All but the last group is focused on the harm done by the church. Is so much of the problem really attributable to the clergy? ‘Yes,’ he replies. ‘For decades the leaders of the Catholic Church and the Church of England have promised to respond appropriately to reports of child sexual abuse. And yet both churches have repeatedly covered up instances of child abuse and allowed clergy to remain in post, even when they have been convicted of the offence. Further abuse often takes place.
‘The Catholic Church in particular has routinely kept allegations from the police. Priests are simply moved to a different parish or diocese, and never face justice and the lengthy prison sentences that they deserve.’
Salvation may be at hand.

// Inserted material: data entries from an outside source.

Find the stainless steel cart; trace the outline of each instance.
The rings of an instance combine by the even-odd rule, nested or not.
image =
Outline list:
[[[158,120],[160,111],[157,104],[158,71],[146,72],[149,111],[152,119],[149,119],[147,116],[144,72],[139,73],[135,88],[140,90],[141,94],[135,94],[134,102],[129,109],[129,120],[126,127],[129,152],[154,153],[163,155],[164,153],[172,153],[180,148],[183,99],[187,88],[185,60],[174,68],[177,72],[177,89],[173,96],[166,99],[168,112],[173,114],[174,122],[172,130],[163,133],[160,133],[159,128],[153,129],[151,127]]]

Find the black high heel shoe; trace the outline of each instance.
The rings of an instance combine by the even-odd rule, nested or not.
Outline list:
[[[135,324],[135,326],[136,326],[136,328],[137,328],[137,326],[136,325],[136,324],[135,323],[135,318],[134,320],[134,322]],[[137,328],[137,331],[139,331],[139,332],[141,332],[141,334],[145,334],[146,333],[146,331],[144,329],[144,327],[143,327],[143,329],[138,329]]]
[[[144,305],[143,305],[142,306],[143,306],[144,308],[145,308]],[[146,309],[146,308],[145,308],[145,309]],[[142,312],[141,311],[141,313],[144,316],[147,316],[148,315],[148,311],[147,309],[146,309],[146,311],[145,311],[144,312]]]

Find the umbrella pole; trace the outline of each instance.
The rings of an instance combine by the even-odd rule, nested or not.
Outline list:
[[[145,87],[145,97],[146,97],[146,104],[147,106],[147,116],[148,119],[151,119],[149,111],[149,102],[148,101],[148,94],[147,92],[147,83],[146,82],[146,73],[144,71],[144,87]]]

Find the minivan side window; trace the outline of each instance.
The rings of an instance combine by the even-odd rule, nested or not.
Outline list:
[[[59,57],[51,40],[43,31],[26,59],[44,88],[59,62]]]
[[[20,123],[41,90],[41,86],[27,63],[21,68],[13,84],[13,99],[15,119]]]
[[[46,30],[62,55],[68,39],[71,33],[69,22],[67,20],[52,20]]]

Survivors Voice Europe reports that in January this year, Pope Francis promised that ‘severe’ new procedures will be used against priests who commit crimes against children. The church, the pope added, is also to ‘embrace’ the hundreds of thousands of victims of sexual abuse by Catholic clergy and make amends for the suffering caused by them.
Is that an effort that has substance to it? ‘It’s too early to tell,’ Greenwood replies. ‘I’ve had a good education and am in a position to help people. It’s a privilege and, if given the tools, you should use them well. I’ve no plans to stop just yet.’